Techniques to Reduce Dysfunctional Conflict

Every relationship goes through a trying situation where conflicts and disagreements become unavoidable. How partners handle these conflicts can be an opportunity for growth. Resolving conflict appropriately can help strengthen a relationship, rather than destroy it.

Acknowledge the Problem

    According to Joshua Uebergang of the Tower of Power (a website dedicated to teaching social skills), conflicts require proactive resolutions because they don't clear up on their own. Some people believe that conflict avoidance is less straining in a relationship. But when a person avoids discussing her frustrations with her partner, resentments can fester and tensions can build, destroying the relationship over time. A healthier way to deal with this is to address the problem directly. Acknowledging the problem, rather than shutting down, is the first step to handling conflicts positively.

Resist the Urge to be Argumentative

    According to Brian Frederick of the Polyarmory Society, becoming argumentative is not a communication skill. Active awareness of each other's feelings, both verbal and non-verbal, works better. Arguments are compounded by frustrated emotions, resulting in one partner behaving on the offensive and the other becoming defensive. Learning to take an objective viewpoint may be tough in a situation where the other person is emotionally-charged. But healthy relationships can get through a dysfunctional conflict when partners learn to communicate by listening, instead of aiming to win in an argument.

Be Open to Compromise

    According to Redbook (an online magazine), when it comes to compromising, couples must learn to be vocal about what they need from their partner, rather than drawing expectations from them.
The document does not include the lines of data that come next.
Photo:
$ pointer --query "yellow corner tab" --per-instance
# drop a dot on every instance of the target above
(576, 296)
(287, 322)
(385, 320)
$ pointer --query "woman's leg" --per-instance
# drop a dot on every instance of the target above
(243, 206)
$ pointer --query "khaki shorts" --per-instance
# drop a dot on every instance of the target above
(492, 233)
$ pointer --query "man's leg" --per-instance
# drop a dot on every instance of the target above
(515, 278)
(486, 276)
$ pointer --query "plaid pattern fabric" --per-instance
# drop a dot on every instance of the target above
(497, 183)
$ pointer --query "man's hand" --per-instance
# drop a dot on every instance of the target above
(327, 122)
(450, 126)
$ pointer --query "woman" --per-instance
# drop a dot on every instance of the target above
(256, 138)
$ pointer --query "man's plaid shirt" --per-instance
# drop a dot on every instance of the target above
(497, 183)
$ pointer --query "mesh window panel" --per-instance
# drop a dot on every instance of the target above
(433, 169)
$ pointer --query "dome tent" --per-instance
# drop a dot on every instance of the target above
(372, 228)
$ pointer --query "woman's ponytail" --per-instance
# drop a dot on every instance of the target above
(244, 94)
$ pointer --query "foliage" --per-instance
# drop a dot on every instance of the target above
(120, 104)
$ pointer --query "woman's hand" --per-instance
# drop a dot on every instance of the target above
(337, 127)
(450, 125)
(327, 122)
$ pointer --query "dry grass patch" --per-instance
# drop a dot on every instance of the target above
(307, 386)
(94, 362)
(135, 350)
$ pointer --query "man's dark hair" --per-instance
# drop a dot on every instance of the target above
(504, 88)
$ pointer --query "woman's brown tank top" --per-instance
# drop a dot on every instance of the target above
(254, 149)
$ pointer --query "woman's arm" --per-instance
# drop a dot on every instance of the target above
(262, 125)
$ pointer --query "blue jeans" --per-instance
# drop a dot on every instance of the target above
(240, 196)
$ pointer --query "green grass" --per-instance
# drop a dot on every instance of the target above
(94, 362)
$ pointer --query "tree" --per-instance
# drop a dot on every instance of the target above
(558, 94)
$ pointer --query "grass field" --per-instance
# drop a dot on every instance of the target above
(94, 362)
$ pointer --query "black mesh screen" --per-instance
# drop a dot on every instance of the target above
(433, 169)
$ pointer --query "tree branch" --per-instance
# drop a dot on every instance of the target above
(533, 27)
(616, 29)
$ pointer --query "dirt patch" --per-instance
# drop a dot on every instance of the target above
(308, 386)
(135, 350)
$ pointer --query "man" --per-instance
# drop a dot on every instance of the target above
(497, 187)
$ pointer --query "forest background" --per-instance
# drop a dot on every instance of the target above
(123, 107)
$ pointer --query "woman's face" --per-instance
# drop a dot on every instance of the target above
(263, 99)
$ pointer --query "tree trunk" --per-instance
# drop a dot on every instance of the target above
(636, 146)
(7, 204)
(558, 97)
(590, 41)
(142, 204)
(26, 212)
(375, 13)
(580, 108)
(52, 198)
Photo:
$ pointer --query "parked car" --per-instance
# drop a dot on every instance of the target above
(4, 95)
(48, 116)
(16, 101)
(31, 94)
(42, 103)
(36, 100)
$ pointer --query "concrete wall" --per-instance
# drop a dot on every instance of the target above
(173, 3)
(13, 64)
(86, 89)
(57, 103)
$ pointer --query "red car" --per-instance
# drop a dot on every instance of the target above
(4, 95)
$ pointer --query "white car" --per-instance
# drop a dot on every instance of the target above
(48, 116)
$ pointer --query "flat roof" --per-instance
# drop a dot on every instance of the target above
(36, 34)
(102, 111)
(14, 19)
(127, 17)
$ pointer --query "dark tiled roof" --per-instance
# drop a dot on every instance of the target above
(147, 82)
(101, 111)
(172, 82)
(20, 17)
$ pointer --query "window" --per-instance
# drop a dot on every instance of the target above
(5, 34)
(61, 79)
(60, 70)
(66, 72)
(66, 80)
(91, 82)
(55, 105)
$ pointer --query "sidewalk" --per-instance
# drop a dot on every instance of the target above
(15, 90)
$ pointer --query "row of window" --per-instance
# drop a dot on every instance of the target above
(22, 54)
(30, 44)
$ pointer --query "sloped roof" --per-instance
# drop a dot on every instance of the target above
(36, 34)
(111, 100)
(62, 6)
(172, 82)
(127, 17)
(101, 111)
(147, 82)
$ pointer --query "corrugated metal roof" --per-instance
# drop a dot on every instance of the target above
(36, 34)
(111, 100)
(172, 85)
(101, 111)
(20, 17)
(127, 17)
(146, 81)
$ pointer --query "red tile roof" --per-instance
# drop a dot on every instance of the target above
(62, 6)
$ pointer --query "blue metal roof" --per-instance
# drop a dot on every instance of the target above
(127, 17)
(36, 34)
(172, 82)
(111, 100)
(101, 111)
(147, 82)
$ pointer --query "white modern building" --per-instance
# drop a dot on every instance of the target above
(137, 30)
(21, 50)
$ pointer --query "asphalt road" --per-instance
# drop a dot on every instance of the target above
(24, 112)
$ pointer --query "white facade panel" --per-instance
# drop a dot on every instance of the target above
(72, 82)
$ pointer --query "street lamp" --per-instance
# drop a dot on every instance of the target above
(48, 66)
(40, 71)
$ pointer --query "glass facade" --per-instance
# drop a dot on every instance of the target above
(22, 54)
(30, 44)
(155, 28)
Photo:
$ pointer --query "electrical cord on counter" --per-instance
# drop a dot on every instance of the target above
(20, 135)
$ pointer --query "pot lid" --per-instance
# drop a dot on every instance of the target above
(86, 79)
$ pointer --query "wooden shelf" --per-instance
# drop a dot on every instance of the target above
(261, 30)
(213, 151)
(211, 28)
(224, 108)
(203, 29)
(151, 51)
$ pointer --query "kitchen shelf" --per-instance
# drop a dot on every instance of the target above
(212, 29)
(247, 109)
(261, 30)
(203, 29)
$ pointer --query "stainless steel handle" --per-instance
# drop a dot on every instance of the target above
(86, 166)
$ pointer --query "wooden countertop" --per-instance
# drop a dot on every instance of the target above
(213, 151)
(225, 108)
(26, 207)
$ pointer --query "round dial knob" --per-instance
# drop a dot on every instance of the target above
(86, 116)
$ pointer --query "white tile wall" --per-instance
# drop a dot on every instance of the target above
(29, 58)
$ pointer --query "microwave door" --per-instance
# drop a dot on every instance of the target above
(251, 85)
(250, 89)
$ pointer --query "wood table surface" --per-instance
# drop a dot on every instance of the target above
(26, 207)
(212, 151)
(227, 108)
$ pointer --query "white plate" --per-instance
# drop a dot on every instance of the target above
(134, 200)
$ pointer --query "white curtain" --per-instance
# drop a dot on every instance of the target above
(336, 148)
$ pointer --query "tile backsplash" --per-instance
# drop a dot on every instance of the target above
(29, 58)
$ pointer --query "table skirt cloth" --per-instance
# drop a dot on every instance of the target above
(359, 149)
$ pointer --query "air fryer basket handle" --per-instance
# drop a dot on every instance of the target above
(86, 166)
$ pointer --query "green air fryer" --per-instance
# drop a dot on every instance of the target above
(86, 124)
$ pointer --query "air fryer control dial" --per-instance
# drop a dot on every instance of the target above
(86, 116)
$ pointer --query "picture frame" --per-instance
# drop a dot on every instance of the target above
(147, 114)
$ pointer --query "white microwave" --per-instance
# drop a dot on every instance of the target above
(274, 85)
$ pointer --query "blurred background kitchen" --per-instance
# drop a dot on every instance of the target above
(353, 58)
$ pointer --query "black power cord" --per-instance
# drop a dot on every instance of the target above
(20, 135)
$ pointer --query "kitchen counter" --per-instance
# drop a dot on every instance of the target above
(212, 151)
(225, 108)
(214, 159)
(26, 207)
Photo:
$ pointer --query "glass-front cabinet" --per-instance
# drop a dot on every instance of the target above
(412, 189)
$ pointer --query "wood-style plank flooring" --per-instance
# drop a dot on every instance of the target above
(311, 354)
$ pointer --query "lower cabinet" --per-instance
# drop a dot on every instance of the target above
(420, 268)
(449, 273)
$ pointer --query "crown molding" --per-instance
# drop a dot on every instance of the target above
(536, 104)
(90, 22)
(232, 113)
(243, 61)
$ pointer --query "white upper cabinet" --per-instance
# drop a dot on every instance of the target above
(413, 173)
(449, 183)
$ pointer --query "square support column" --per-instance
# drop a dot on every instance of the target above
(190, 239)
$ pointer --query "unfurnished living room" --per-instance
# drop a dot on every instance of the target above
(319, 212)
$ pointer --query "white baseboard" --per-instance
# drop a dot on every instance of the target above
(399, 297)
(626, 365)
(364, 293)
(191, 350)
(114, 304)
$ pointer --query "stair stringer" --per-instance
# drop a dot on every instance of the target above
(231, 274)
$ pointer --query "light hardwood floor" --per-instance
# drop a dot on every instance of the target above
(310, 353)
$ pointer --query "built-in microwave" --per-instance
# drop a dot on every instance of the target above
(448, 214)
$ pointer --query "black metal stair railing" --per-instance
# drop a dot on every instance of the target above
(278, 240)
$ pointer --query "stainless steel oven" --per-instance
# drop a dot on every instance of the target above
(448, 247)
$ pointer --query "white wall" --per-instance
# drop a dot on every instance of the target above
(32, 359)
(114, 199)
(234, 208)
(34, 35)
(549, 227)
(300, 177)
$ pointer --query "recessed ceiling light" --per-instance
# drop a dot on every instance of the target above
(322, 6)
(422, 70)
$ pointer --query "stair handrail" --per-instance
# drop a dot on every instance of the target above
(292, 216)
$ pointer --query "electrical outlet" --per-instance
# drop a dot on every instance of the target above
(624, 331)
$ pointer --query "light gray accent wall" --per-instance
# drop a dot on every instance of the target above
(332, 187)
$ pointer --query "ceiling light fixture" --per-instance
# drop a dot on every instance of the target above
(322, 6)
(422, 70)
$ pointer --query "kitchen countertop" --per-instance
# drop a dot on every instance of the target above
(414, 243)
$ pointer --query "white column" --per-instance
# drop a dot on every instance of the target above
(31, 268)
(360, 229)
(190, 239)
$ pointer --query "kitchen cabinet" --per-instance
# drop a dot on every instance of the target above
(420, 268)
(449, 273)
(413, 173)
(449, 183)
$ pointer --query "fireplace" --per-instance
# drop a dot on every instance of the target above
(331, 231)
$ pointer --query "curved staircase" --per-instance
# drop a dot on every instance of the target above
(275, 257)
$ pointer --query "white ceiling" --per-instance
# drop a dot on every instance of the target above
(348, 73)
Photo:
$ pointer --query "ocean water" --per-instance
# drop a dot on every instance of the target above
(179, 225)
Conflicts happen because opinions differ from one another. Recognizing this by way of compromising will make disagreements easier to resolve. Compromising helps people see things eye to eye, or they can agree to disagree. Both situations are healthier for the relationship.

Stop the Blame Game

    Blaming the other person when conflicts arise is easy when frustrated. Dawn J. Lipthrott, a relationship coach, says that putting the responsibility on others is convenient but dysfunctional. According to Lipthrott, it's actually a reflection of what people don't like about themselves. Instead of doing this, owning up to your faults and mistakes shows maturity and reflects a willingness to resolve conflicts in a healthier manner.